A corpse is found in the woods and the woman is covered in blood but unhurt. The physician examines her and then she startles him by slashing her chest open with a scalpel. As he watches, aghast, the fatal wound heals over and becomes invisible. Lanny—Lanore McIlvre—tells him calmly that she is from the town, although Luke has never seen her before. And the reason is that she was born at the turn of the nineteenth century. And for even more puzzling reasons, she asks the doctor to help her to escape.
The Taker is a story of obsessive love that spans centuries, unimaginable evil that dabbles in immortality, and incomprehensible forces unleashed on people too innocent, or too fiendish, to resist. The story bounces back and forth from post-colonial America to a Europe centuries old to the present, as Luke and Lanny slip away from the police and head for Canada and freedom. En route, she tells him her mesmerizing history and he falls under the spell of a fantastical account far removed from his own depressing existence.

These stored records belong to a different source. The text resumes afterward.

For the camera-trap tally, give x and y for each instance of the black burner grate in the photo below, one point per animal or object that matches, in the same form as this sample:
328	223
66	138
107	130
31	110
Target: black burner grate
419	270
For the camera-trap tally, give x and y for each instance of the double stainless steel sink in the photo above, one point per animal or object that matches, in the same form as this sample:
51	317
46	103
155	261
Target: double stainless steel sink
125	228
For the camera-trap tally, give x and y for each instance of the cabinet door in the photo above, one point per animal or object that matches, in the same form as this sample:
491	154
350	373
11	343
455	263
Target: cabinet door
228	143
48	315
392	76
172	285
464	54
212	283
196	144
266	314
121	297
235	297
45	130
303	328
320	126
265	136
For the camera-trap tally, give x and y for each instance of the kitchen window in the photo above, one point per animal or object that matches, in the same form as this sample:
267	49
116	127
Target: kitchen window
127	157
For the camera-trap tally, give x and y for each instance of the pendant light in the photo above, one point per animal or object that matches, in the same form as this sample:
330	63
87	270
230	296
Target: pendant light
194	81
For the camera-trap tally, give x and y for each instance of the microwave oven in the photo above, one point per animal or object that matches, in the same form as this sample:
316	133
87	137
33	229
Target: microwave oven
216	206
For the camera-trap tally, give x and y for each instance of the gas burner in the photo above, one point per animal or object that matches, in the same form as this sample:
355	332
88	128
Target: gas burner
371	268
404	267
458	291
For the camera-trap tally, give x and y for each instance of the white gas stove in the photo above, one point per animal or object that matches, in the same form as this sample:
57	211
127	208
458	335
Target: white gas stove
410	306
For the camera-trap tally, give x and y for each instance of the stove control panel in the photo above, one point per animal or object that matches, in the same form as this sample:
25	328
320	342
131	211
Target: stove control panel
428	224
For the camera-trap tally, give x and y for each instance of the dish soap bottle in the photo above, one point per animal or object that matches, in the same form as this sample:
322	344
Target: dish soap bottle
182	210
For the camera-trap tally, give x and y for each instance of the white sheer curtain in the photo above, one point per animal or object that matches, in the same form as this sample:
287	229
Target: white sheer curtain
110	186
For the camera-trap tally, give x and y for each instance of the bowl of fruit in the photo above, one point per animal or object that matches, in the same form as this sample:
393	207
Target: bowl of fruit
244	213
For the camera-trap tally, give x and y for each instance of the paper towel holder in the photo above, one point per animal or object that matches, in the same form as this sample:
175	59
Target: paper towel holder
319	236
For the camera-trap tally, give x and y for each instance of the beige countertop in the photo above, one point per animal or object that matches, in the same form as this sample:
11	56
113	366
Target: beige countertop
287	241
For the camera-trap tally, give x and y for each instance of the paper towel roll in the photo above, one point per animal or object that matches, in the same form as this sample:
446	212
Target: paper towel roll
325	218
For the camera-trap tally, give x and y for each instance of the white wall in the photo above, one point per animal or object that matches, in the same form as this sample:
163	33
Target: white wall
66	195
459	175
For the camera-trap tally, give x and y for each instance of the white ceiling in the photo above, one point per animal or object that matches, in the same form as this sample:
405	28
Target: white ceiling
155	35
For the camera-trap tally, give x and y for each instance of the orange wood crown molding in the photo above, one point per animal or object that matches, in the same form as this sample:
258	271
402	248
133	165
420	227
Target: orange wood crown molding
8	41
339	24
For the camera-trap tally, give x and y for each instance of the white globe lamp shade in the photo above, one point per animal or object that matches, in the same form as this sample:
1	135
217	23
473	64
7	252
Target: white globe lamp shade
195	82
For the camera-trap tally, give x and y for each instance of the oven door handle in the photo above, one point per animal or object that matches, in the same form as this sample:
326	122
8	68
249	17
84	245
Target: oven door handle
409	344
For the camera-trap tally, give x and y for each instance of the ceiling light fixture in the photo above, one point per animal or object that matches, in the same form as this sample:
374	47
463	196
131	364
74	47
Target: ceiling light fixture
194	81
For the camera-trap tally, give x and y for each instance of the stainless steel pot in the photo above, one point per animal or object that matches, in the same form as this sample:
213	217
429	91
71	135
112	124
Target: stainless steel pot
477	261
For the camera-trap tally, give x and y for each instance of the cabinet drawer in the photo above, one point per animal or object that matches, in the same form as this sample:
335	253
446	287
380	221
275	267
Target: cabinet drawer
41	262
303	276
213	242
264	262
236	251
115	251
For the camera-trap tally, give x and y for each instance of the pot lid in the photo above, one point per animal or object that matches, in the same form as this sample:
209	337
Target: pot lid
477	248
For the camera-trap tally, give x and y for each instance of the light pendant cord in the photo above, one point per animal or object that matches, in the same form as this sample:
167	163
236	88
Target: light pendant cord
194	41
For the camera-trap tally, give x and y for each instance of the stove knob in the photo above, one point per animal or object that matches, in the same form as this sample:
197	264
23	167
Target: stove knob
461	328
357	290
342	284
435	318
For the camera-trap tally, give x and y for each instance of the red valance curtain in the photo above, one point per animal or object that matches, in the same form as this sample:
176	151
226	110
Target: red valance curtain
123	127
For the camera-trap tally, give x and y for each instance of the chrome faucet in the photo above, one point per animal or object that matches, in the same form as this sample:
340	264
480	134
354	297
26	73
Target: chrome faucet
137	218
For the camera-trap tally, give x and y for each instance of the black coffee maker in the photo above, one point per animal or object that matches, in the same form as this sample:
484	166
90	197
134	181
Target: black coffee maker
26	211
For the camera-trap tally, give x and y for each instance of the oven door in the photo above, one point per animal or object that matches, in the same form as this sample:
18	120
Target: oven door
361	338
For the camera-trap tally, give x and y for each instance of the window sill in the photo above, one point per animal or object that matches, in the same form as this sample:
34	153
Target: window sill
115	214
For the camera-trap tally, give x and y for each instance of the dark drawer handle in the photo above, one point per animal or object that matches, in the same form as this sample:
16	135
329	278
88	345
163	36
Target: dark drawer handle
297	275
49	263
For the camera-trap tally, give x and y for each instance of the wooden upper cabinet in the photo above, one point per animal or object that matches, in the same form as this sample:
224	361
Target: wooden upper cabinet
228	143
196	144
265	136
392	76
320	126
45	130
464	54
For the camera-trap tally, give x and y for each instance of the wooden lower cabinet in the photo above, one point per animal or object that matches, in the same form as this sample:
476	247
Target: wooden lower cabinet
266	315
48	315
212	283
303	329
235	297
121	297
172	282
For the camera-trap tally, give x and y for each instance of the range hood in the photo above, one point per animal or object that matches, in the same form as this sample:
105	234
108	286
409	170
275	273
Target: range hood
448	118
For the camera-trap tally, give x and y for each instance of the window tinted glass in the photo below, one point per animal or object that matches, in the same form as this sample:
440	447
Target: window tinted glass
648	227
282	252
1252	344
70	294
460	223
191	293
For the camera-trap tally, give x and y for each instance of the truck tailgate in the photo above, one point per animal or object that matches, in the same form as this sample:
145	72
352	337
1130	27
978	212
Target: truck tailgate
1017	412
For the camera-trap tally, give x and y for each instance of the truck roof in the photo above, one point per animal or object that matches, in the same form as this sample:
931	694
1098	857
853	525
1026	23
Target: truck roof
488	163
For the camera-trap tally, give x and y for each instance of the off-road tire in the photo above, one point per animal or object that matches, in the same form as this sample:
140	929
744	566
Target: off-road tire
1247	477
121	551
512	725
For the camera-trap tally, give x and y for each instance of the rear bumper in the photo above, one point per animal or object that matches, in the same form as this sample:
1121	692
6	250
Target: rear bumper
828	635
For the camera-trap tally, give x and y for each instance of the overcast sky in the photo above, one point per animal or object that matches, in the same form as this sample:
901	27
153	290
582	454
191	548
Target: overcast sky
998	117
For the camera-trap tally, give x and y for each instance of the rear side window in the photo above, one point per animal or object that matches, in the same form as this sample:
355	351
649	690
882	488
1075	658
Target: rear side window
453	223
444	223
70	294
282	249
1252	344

It’s very dark. And very interesting. I could do with some humor in my daily decoding but this is a good book for someone not as driven by relentless deadlines to enjoy. Apparently, wishful thinking and naivety will catch you up in nefarious plots no matter what century you happen to inhabit. There are givers and takers in this tale—mostly takers it turns out—and it isn’t giving anything away to say that history repeats itself with little variation. It is worth noting that the title of the book is singular.
Very decently done. Good Gothic. Lots of nasty stuff. Unpredictable and surprising. I’m not always susceptible to the “undying love at any cost” narrative and I failed to empathize with this one—but empathy isn’t necessary to enjoy a well-made story and The Taker is that.